Marine Le Pen judges that Russia is in its right. Accusing Emmanuel Macron of being “the little telegrapher of NATO and the European Union”, the RN candidate is in favor of a rapprochement with Moscow. This is why she had refused Madrid to sign with her European nationalist allies the passage condemning Russian military actions on the Ukrainian border. “Whether we like it or not, Ukraine belongs to the Russian sphere of influence”, she explained recently to the chain of the Polish media. Rzeczpospolita, in total alignment with Vladimir Putin’s comments on the subject.

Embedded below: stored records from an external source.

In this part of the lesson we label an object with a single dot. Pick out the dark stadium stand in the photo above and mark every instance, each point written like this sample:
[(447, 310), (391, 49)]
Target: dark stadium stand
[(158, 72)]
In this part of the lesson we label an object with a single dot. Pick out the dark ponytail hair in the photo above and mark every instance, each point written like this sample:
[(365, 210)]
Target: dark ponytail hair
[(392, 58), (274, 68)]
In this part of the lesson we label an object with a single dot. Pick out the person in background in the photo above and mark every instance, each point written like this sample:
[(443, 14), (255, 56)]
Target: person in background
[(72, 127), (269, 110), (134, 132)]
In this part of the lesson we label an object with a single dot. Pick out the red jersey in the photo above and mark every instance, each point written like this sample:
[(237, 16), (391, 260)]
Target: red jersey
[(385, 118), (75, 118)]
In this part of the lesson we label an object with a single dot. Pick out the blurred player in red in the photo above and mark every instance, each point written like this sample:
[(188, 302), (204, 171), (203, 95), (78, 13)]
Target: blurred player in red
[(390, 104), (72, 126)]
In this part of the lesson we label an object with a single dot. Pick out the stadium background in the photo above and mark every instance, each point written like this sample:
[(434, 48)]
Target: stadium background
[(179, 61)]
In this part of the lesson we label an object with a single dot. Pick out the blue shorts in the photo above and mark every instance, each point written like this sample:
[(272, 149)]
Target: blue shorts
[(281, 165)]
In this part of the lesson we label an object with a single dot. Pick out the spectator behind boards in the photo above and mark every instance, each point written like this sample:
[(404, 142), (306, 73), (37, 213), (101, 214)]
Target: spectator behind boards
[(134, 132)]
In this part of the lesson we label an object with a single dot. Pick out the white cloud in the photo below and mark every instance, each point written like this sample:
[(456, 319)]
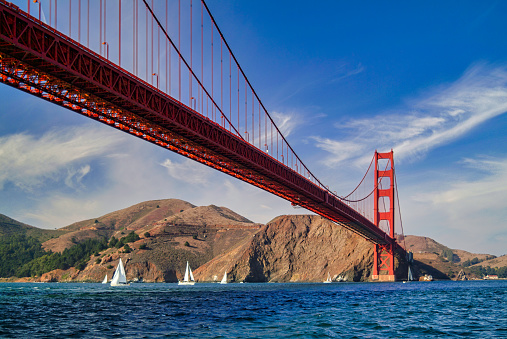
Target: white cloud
[(286, 122), (187, 170), (462, 213), (28, 161), (435, 119), (74, 177)]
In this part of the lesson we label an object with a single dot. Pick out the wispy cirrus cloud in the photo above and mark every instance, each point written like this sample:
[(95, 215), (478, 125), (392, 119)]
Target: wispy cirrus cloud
[(435, 119), (287, 122), (458, 210), (28, 161), (187, 171)]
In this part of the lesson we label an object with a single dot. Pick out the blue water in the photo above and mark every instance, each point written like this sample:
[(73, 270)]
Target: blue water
[(362, 310)]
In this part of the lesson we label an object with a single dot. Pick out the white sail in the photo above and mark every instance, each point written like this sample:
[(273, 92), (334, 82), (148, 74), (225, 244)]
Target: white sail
[(410, 277), (224, 279), (188, 279), (119, 277)]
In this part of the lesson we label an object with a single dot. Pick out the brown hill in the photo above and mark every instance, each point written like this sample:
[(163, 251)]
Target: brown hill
[(495, 262), (132, 218), (294, 248), (9, 226), (431, 258), (172, 232), (424, 245)]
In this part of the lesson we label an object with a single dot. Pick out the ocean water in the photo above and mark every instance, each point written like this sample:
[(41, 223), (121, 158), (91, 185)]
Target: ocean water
[(293, 310)]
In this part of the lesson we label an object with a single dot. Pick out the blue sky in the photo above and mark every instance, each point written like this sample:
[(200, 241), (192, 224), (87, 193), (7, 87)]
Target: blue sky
[(427, 79)]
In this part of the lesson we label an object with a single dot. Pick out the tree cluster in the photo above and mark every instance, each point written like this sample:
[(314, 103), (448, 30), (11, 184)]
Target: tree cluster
[(23, 256)]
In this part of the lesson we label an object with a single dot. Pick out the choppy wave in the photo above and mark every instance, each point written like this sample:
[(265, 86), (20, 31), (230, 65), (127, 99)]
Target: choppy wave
[(362, 310)]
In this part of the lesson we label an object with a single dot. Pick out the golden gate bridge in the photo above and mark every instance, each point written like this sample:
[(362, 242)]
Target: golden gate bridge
[(163, 71)]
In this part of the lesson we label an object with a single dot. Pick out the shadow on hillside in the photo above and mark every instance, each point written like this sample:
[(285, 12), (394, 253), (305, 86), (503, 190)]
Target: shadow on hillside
[(422, 269)]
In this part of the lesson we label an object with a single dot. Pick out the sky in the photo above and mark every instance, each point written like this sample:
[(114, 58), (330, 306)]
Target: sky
[(426, 79)]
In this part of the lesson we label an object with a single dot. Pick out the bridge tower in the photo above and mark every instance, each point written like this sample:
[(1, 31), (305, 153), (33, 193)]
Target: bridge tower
[(383, 262)]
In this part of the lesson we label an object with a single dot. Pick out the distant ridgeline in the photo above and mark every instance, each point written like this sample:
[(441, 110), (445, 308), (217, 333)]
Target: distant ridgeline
[(23, 255)]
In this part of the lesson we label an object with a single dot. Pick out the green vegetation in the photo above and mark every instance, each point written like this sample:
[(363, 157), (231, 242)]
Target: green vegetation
[(471, 262), (481, 270), (447, 255), (75, 256), (15, 251), (23, 256)]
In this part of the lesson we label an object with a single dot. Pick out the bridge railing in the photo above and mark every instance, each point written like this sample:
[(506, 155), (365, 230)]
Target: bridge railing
[(177, 48)]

Éric Zemmour sings the same Russophile refrain. Considering that Vladimir Putin’s claims are “completely legitimate”, the candidate for Reconquest! considers that Ukraine has always been “a region of empire, be it Russian or Austrian”. The former journalist does not hide his admiration for the head of the Kremlin, “a patriot” who would only be driven by the defense of the interests of his people. “Me, if I were the president, I would say: ‘There are no more sanctions vis-à-vis Russia’, he declared on France 5. Unsurprisingly, he believes that the Ukraine is unfounded in asking to join NATO.

And Emmanuel Macron?

It is difficult to know what Emmanuel Macron’s precise vision is on the subject, since he is not speaking as a candidate, but as President of the Republic, also occupying the seat of President of the Council of the Union. European Union since January 1. A much more delicate position than those of the candidates, giving more room to the realpolitik than to ideology, since it gives it a voice and a responsibility in this latent conflict. However, the theoretical orientations of the Head of State in this area are known.

Supporter of a European response and attached to the territorial integrity of Ukraine, Emmanuel Macron advocates for a solution that could both respond to Russian concerns, without antagonizing Kiev. All of this while acting as intermediaries with the United States. With, why not, a “Finlandization of Ukraine”, which would amount to granting it a status of neutrality. Be that as it may, Emmanuel Macron is not one of those who want to end NATO or lift the pressure on Russia.

At the end of January, he said he was ready to take part in the Alliance’s military deployment in Romania, as part of a reassurance mission in the face of the Russian threat. In addition, the president is for a European defense that would eventually allow EU members to acquire strategic autonomy vis-à-vis the United States.